The labour relations language and imagery that has wended its way into our psyche is a huge aid to the union-avoiding enterprise. As things now stand, "unorganized" employers simply assume, without challenge, that they have no responsibility to negotiate with their employees unless confronted with a certified bargaining agent. Our way of thinking about union organizing as something that existing unions do also allows employers to characterize unionization as something alien to the enterprise.
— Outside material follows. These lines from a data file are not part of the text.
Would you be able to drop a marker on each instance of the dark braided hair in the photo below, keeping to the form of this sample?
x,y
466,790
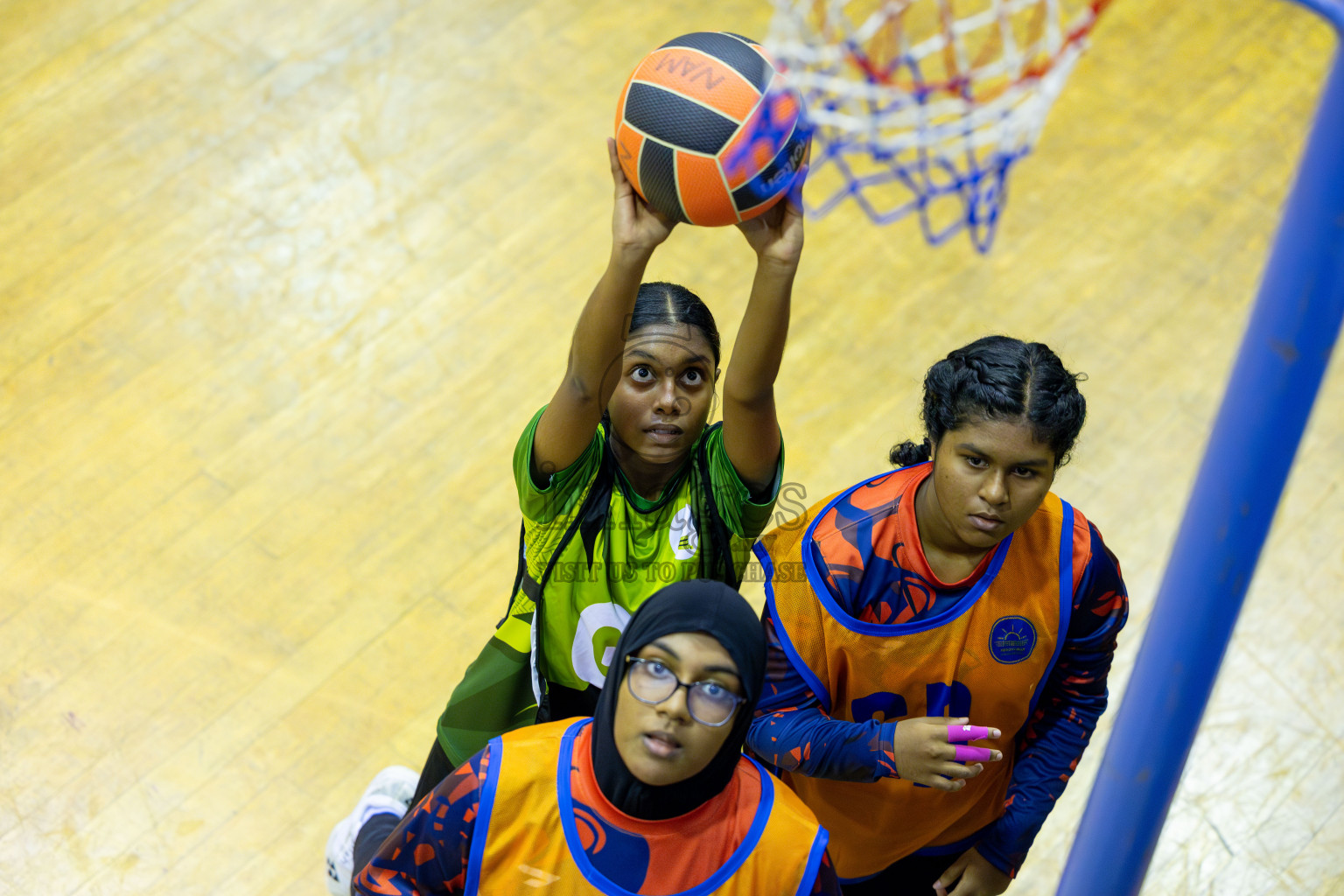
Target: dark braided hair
x,y
998,378
672,304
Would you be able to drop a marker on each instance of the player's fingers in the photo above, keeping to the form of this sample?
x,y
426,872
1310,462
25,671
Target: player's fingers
x,y
962,734
957,770
976,754
945,782
796,188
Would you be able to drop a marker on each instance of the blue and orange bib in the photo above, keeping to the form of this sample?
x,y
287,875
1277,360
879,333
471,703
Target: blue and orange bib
x,y
527,838
985,657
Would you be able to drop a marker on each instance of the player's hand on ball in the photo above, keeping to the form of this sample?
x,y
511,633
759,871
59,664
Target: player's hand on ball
x,y
634,223
972,875
777,234
927,751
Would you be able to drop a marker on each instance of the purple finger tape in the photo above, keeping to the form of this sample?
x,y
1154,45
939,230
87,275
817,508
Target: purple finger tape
x,y
973,754
967,732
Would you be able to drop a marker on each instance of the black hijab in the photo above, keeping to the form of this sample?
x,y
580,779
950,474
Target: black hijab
x,y
721,612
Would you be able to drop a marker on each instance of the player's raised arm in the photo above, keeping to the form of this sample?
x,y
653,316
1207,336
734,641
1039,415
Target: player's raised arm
x,y
750,427
598,343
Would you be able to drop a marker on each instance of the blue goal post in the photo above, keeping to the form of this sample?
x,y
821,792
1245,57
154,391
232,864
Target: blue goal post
x,y
1274,381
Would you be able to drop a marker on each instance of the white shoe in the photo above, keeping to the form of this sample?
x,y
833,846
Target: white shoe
x,y
390,792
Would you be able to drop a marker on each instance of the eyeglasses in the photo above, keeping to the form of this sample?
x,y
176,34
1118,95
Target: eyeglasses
x,y
652,682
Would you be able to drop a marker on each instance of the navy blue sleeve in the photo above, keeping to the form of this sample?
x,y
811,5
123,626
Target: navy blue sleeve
x,y
1054,739
792,732
825,881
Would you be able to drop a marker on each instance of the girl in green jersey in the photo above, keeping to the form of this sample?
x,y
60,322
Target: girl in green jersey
x,y
621,484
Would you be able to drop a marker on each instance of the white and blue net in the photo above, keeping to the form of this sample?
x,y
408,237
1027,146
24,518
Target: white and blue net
x,y
922,107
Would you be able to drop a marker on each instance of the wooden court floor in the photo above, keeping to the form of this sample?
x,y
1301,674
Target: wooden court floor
x,y
280,285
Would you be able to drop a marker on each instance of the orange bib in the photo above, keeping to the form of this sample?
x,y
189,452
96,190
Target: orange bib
x,y
987,657
527,843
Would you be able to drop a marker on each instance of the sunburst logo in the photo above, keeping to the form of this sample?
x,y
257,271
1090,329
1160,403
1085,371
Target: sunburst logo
x,y
1012,640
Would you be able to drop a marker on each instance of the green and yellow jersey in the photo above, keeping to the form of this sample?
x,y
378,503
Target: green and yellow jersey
x,y
593,550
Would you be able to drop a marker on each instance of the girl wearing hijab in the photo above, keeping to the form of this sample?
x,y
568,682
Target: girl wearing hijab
x,y
649,797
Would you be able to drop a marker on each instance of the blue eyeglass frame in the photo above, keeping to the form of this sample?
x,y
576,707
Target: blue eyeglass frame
x,y
631,662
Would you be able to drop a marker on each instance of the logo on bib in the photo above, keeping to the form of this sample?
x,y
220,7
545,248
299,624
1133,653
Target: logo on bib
x,y
683,536
1012,640
598,630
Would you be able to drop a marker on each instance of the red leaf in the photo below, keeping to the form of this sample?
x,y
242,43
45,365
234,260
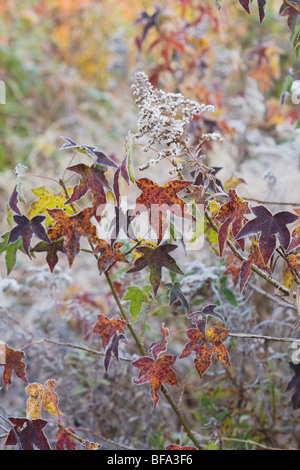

To be organized, many employers argue, is to allow a "third party" to divide a unified workplace society. Even if no illegality is involved, this characterization sends a signal to employees that to organize is to piss off the boss. Since most employees want to keep on the boss's good side under most circumstances, this imagery is an effective barrier to the exercise of a fundamental human right. In short, this entire body of thought is an effective defence of an authoritarian enterprise governance system that is a deadweight on our aspiration to be a democratic society

The exclusion of seven of 10 workers from having any meaningful say about their conditions of employment, conditions that are critical to their well-being, is offensive to our notions of democracy and human dignity. Having no control over key areas of their lives, workers without collective representation are being treated as little better than chattel. Even where the masters are relatively benevolent, we still need to put an end to "wage slavery." We need to get beyond the conceptual constraints that do not even allow us to consider reasonable options to the undemocratic, undignified status quo. The only choice that workers really want is between formal, traditional collective bargaining and informal collective representation. We need to give them what they want and are entitled to. We need to make independent workplace representation for all workers, through either formal or informal means, our goal. We will not become a really democratic society until that goal is reached.

Roy J. Adams is a professor of industrial relations at McMaster University in Hamilton, Ontario. He is the author of Labour Left Out: Canada's Failure to Protect and Promote Collective Bargaining as a Human Right (ISBN: 0-88627-469-9).